By Martha Taumata Faavae

The powerful traditional authority of village chiefs and orators will keep a close election watch together with the very limited police force.

The retiring Minister of Women and Social Development, Tuitama Dr. Talalelei Tuitama confirmed early meetings with village leaders calling for their support.

The Minister is worried by pre-election tensions leading up to the April 2021 General Election, fueled by very aggressive smear campaign tactics by opposition parties in the villages.

The worst pre-election provocation of possible violence is the uncensored humiliation on social media of political leaders and their respective constituencies that has already flared into threatening protests from some village leaders.
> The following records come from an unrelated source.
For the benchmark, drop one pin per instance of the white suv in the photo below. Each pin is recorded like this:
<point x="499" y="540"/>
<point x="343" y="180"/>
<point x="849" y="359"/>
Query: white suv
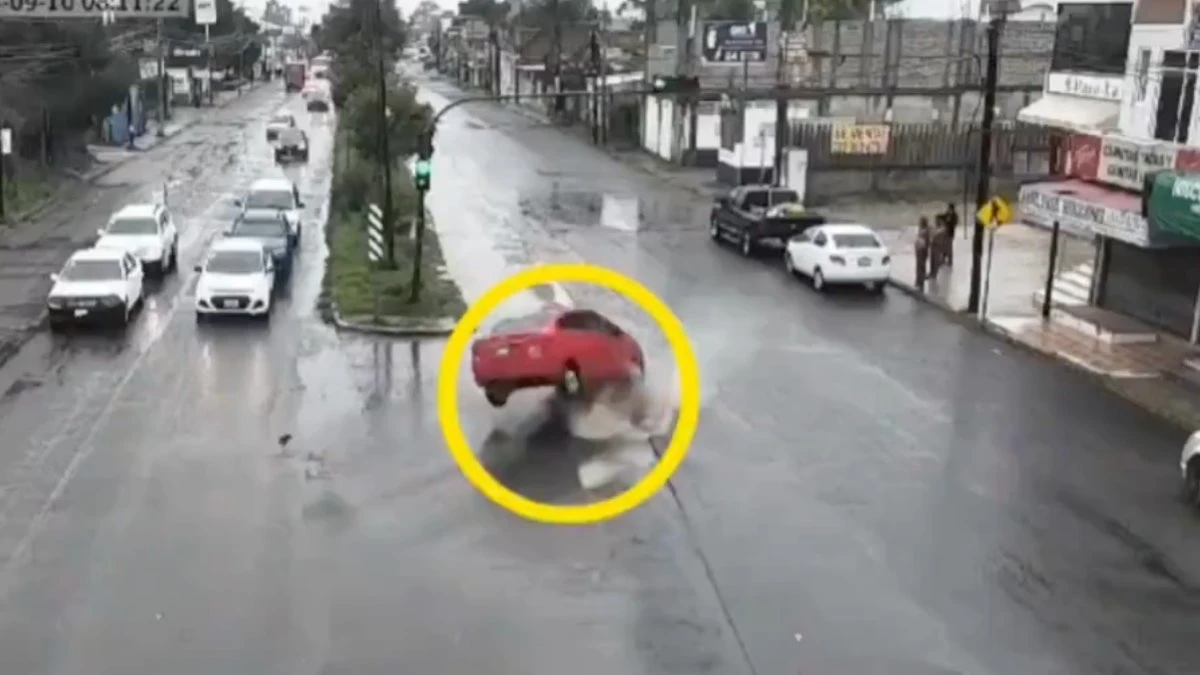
<point x="1189" y="465"/>
<point x="237" y="279"/>
<point x="148" y="232"/>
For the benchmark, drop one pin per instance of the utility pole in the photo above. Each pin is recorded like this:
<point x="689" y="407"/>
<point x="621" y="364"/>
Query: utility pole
<point x="786" y="23"/>
<point x="595" y="85"/>
<point x="389" y="225"/>
<point x="559" y="102"/>
<point x="208" y="47"/>
<point x="163" y="82"/>
<point x="983" y="177"/>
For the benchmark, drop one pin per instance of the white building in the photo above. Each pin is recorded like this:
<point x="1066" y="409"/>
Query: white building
<point x="1121" y="90"/>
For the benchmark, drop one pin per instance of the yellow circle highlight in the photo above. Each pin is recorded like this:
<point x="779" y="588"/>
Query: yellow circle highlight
<point x="585" y="514"/>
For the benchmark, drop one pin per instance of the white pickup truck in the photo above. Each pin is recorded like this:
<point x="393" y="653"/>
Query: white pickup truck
<point x="148" y="233"/>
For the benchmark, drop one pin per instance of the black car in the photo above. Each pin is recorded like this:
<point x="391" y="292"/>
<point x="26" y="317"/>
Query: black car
<point x="754" y="216"/>
<point x="277" y="124"/>
<point x="271" y="228"/>
<point x="292" y="147"/>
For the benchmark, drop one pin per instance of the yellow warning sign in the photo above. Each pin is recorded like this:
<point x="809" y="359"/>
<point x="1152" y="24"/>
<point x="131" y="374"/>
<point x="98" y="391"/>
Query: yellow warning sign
<point x="995" y="213"/>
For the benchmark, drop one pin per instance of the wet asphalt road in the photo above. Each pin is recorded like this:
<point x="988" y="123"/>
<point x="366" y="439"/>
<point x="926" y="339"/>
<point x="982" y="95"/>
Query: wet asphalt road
<point x="873" y="490"/>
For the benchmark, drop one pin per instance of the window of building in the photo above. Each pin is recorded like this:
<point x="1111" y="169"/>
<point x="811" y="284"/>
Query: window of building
<point x="1092" y="37"/>
<point x="1159" y="12"/>
<point x="1143" y="73"/>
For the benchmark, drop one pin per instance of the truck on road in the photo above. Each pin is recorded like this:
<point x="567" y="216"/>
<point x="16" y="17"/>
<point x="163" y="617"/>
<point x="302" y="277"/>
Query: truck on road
<point x="754" y="216"/>
<point x="293" y="76"/>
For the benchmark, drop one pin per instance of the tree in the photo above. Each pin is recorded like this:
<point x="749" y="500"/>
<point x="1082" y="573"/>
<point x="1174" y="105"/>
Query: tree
<point x="406" y="120"/>
<point x="67" y="71"/>
<point x="277" y="13"/>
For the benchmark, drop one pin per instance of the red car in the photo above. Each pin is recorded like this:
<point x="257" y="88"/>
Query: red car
<point x="568" y="348"/>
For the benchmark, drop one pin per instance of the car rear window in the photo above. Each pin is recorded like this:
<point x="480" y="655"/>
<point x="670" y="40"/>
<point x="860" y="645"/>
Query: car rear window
<point x="856" y="242"/>
<point x="529" y="323"/>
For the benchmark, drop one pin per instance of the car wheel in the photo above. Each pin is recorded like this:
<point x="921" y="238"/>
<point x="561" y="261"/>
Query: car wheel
<point x="573" y="382"/>
<point x="1192" y="483"/>
<point x="496" y="396"/>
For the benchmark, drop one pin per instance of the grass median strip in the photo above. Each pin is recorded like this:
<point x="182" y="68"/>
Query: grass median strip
<point x="354" y="281"/>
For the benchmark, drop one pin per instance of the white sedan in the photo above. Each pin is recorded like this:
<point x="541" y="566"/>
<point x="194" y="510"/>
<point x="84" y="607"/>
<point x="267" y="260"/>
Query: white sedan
<point x="238" y="279"/>
<point x="839" y="254"/>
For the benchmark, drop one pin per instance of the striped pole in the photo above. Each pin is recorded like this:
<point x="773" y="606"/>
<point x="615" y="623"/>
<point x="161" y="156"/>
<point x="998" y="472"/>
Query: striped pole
<point x="375" y="233"/>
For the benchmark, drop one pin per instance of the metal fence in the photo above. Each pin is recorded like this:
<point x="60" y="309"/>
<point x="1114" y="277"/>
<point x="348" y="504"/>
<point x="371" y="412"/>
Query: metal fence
<point x="922" y="147"/>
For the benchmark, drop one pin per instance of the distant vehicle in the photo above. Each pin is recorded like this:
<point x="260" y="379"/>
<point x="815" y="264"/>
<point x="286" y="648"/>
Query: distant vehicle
<point x="269" y="228"/>
<point x="293" y="145"/>
<point x="148" y="232"/>
<point x="95" y="286"/>
<point x="294" y="77"/>
<point x="280" y="195"/>
<point x="754" y="216"/>
<point x="317" y="96"/>
<point x="571" y="350"/>
<point x="839" y="254"/>
<point x="1189" y="465"/>
<point x="238" y="278"/>
<point x="277" y="124"/>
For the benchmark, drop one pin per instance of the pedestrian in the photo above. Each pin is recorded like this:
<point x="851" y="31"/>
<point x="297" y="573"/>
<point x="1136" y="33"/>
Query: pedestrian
<point x="951" y="219"/>
<point x="937" y="245"/>
<point x="921" y="248"/>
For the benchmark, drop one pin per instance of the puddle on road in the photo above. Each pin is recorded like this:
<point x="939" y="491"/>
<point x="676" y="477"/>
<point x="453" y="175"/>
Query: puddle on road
<point x="623" y="211"/>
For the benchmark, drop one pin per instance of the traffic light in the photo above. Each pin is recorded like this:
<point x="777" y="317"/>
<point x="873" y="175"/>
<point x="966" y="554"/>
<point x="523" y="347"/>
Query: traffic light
<point x="421" y="174"/>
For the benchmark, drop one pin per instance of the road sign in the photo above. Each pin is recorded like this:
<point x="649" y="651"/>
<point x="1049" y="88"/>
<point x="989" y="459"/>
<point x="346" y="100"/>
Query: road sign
<point x="205" y="12"/>
<point x="375" y="233"/>
<point x="733" y="42"/>
<point x="995" y="213"/>
<point x="95" y="9"/>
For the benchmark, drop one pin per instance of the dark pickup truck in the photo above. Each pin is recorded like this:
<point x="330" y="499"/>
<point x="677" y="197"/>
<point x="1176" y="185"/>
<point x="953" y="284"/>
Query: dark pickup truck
<point x="760" y="215"/>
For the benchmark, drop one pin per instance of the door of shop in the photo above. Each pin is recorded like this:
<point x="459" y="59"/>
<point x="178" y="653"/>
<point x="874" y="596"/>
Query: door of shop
<point x="1155" y="285"/>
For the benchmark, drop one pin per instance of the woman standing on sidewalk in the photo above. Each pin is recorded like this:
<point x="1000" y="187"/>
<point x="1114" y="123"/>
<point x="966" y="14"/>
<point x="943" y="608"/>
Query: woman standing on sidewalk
<point x="921" y="248"/>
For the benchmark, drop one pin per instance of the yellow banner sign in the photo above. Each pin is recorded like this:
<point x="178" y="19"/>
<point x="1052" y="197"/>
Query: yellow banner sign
<point x="861" y="139"/>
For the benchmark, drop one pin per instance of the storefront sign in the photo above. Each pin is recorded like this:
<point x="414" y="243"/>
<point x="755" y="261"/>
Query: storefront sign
<point x="859" y="139"/>
<point x="1042" y="205"/>
<point x="1084" y="156"/>
<point x="1086" y="85"/>
<point x="1123" y="162"/>
<point x="1175" y="203"/>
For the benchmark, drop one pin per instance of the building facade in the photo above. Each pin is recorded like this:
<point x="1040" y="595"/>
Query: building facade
<point x="1121" y="93"/>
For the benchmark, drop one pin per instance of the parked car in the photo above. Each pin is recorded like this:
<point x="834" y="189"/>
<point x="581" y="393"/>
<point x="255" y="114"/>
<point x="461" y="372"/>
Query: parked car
<point x="1189" y="466"/>
<point x="95" y="286"/>
<point x="280" y="195"/>
<point x="238" y="278"/>
<point x="269" y="228"/>
<point x="839" y="254"/>
<point x="148" y="232"/>
<point x="754" y="216"/>
<point x="292" y="147"/>
<point x="571" y="350"/>
<point x="277" y="124"/>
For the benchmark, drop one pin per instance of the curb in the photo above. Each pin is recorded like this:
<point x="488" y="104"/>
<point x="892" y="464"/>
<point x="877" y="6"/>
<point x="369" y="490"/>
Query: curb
<point x="405" y="327"/>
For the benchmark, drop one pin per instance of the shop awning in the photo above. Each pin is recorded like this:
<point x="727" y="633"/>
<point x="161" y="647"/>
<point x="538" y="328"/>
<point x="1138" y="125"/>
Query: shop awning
<point x="1174" y="204"/>
<point x="1072" y="113"/>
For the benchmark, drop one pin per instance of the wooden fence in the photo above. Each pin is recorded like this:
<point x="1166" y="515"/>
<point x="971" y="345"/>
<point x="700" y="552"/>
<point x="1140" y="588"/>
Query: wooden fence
<point x="918" y="147"/>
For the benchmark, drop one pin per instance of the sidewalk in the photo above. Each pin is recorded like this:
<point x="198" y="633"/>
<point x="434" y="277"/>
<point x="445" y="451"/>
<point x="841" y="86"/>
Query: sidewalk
<point x="1152" y="375"/>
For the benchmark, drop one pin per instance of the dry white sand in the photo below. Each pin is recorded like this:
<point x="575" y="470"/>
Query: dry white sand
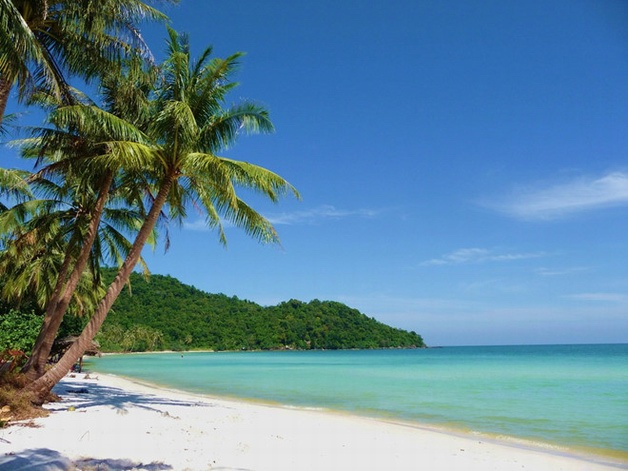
<point x="112" y="423"/>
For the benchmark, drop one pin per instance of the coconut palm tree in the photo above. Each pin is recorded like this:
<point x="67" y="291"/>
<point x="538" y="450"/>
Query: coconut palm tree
<point x="43" y="40"/>
<point x="44" y="239"/>
<point x="86" y="148"/>
<point x="189" y="126"/>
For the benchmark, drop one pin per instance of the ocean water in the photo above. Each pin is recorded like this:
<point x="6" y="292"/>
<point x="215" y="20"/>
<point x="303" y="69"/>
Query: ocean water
<point x="573" y="396"/>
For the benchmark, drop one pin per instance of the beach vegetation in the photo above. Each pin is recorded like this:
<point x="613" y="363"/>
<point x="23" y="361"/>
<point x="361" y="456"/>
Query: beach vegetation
<point x="174" y="145"/>
<point x="44" y="42"/>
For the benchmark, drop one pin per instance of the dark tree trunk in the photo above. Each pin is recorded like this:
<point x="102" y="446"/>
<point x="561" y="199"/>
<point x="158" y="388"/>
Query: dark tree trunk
<point x="42" y="386"/>
<point x="60" y="300"/>
<point x="5" y="89"/>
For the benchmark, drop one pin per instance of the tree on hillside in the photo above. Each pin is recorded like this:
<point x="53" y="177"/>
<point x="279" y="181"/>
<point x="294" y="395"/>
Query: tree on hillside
<point x="42" y="40"/>
<point x="189" y="126"/>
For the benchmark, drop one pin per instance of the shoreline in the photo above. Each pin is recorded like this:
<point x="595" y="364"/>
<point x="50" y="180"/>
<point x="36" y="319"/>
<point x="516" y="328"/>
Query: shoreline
<point x="110" y="420"/>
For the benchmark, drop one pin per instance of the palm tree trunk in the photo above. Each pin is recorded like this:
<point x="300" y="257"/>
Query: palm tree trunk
<point x="5" y="89"/>
<point x="60" y="300"/>
<point x="43" y="385"/>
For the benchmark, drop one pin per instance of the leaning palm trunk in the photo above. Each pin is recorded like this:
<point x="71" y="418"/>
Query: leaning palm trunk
<point x="43" y="385"/>
<point x="60" y="300"/>
<point x="5" y="89"/>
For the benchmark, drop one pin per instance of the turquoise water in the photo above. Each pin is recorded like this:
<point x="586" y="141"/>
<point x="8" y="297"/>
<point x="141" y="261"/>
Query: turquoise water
<point x="568" y="395"/>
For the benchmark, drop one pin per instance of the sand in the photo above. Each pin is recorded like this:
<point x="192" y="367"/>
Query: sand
<point x="111" y="423"/>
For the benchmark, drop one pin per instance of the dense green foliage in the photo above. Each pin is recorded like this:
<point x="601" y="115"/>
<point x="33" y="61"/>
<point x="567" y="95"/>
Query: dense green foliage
<point x="18" y="330"/>
<point x="164" y="313"/>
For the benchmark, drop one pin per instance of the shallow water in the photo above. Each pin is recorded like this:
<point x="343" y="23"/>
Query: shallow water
<point x="567" y="395"/>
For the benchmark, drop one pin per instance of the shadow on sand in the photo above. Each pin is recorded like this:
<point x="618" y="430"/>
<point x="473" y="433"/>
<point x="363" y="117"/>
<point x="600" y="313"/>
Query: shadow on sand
<point x="43" y="459"/>
<point x="84" y="394"/>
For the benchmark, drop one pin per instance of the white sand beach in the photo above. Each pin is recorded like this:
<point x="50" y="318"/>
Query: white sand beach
<point x="106" y="422"/>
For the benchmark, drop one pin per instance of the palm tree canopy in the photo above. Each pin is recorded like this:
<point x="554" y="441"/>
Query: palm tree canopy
<point x="41" y="40"/>
<point x="191" y="125"/>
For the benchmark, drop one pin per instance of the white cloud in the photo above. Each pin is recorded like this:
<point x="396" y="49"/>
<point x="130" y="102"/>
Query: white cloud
<point x="476" y="255"/>
<point x="563" y="199"/>
<point x="311" y="216"/>
<point x="315" y="215"/>
<point x="601" y="297"/>
<point x="543" y="271"/>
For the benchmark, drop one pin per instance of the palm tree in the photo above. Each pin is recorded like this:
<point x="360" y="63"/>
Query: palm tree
<point x="42" y="40"/>
<point x="189" y="127"/>
<point x="86" y="148"/>
<point x="44" y="240"/>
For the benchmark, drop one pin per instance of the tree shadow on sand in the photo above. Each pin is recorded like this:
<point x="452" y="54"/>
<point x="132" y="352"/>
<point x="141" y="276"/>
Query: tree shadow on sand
<point x="84" y="395"/>
<point x="50" y="460"/>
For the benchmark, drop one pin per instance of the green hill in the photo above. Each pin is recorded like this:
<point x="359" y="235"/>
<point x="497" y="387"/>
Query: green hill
<point x="163" y="313"/>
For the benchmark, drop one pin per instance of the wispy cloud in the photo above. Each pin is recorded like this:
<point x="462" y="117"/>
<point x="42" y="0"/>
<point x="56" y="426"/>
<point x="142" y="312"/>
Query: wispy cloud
<point x="601" y="297"/>
<point x="543" y="271"/>
<point x="476" y="255"/>
<point x="310" y="216"/>
<point x="316" y="215"/>
<point x="567" y="198"/>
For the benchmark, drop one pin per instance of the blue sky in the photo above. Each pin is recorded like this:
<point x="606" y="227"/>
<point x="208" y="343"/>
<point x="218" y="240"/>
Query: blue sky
<point x="462" y="165"/>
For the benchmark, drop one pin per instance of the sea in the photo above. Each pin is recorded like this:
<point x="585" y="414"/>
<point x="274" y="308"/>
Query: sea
<point x="562" y="397"/>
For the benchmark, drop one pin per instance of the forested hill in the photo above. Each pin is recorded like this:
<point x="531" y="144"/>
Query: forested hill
<point x="163" y="313"/>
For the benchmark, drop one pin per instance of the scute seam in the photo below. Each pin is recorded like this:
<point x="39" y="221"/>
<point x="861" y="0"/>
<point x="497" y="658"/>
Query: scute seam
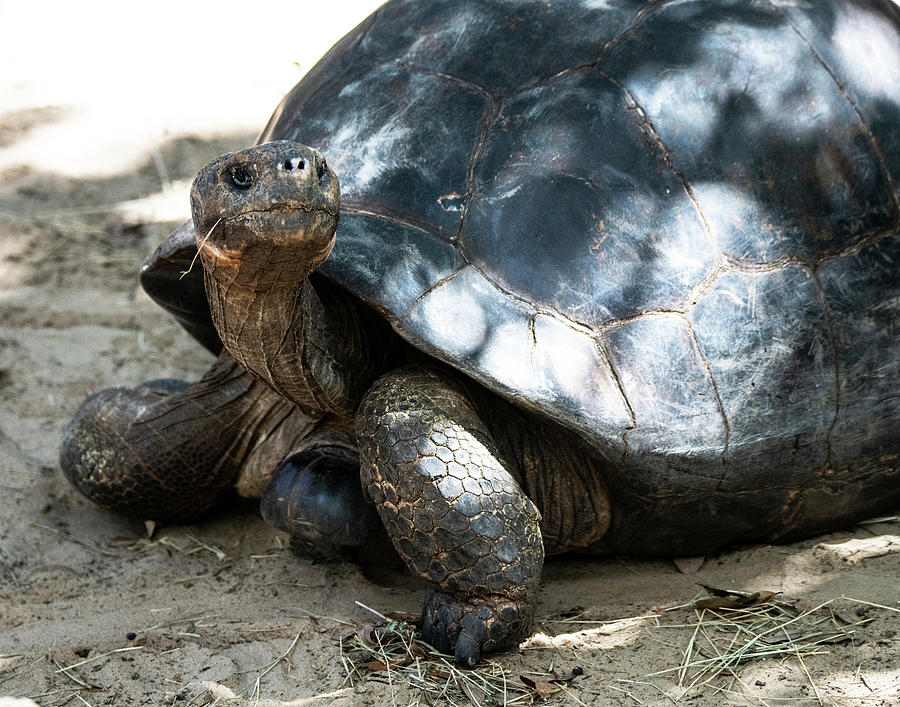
<point x="849" y="98"/>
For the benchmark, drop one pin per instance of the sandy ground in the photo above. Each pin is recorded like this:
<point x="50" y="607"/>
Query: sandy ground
<point x="105" y="114"/>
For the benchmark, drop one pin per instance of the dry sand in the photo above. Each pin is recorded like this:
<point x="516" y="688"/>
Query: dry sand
<point x="105" y="114"/>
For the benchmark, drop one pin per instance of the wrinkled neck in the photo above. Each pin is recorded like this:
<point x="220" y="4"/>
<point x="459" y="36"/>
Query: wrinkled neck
<point x="315" y="351"/>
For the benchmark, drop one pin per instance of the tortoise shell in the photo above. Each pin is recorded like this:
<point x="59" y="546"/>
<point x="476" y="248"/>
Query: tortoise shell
<point x="670" y="226"/>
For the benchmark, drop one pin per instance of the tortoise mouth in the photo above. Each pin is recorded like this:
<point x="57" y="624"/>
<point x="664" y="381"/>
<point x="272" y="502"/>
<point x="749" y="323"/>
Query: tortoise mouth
<point x="282" y="223"/>
<point x="271" y="239"/>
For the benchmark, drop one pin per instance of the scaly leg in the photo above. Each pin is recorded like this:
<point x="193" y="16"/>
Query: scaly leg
<point x="452" y="509"/>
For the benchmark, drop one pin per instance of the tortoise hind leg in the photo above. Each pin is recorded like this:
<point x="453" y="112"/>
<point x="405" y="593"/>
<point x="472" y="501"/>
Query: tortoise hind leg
<point x="167" y="450"/>
<point x="455" y="514"/>
<point x="315" y="496"/>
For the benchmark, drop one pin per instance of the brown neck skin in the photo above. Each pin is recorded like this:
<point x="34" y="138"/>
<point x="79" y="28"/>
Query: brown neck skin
<point x="320" y="352"/>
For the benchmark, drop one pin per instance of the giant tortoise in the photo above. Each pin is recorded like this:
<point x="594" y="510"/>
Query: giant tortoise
<point x="602" y="276"/>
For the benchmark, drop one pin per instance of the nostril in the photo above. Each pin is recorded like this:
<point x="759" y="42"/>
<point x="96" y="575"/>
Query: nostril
<point x="295" y="164"/>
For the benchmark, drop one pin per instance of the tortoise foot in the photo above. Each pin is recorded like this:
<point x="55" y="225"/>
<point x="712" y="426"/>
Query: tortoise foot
<point x="469" y="626"/>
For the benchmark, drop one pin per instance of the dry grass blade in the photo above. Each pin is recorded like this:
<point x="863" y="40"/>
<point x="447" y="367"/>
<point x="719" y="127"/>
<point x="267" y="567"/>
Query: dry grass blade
<point x="391" y="653"/>
<point x="285" y="657"/>
<point x="725" y="637"/>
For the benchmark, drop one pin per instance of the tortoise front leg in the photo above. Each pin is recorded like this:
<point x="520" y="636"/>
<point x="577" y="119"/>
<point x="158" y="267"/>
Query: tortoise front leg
<point x="452" y="509"/>
<point x="167" y="450"/>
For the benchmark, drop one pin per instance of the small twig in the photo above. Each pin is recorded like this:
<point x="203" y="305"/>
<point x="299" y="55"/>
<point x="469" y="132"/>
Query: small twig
<point x="371" y="610"/>
<point x="98" y="657"/>
<point x="197" y="254"/>
<point x="72" y="538"/>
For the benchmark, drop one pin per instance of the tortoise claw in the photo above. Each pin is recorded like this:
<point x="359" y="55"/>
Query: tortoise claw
<point x="466" y="627"/>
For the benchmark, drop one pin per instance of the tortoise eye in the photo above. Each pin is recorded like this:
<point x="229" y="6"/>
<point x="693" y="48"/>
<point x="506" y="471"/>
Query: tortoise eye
<point x="241" y="177"/>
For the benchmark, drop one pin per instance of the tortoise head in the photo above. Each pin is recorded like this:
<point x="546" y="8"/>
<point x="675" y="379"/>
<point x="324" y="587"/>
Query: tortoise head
<point x="268" y="213"/>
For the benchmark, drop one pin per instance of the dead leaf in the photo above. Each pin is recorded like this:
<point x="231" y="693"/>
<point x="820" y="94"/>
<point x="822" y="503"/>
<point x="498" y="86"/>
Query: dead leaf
<point x="736" y="601"/>
<point x="376" y="665"/>
<point x="858" y="549"/>
<point x="689" y="565"/>
<point x="543" y="688"/>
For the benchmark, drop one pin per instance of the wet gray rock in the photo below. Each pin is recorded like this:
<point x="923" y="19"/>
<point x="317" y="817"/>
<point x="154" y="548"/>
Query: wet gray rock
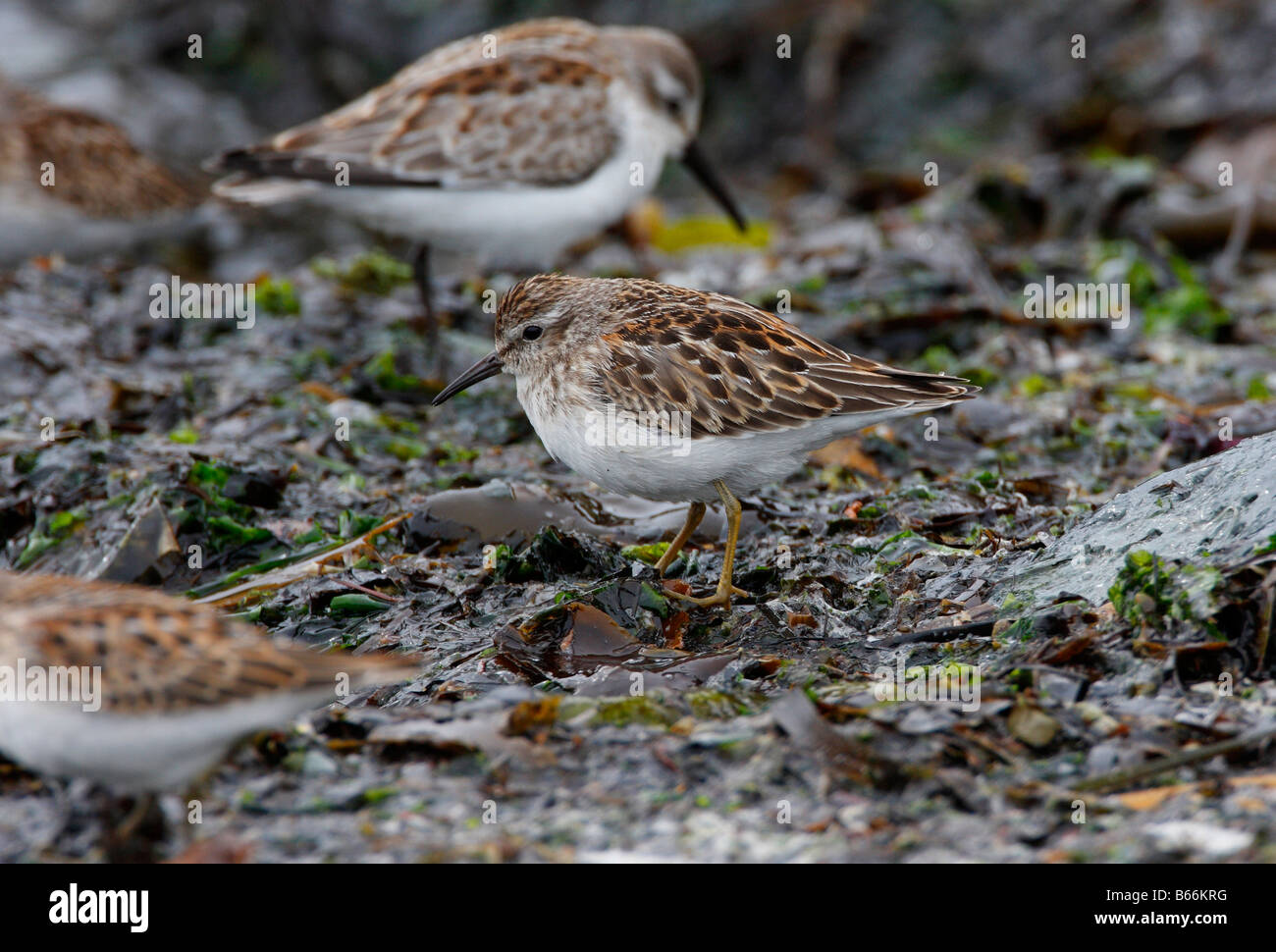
<point x="1217" y="510"/>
“These are unfamiliar experiences compared to our general elections in the past,” Minister Tuitama is left to worry.

 “Party politics is not new it is the use of FACEBOOK or social media creating angry divisions in the country that threatens peace and stability of the general elections.

“There are no boundaries of common decency and cultural respect for the dignity of leadership that is sacred in our Samoan culture.

“Reckless statements are made freely without any care or regard for the defamatory damages they have on the people named, families and home villages.”

The Minister’s re-assuring hopes of keeping a tight leash on any outbreak of election violence rests on the ‘matai’ and police powers working together.

“Chiefs and orators know their own village people better than the police so they are the best enforcers of any outbreaks of election conflicts in their own community.”

 The Minister of Police, Tialavea John Hunt, is aware of the considerable authority the ‘matai’ wields in the villages.

“We have a police of only 700 and that is nowhere near enough to keep law and order in any situation where they are needed at the national scale,” Police Minister Tialavea fully admitted in an earlier comment to Newsline Samoa.

The police pre-election growing worries are reflected on a temporary ban to be enforced on the sale of gun ammunitions during the elections period.

A list of selected retailers selling ammunition is circulated in a police warning notice.

The ban followed an earlier community sweep of illegal guns that maybe in illegal circulation in the country.

Newsline Samoa is still waiting for confirmation of an interview with the Commissioner of Police on the enforcement duties lined up for the police in  upcoming general elections.

The General Election is the first for the Commissioner in his role as head of the Ministry of Police.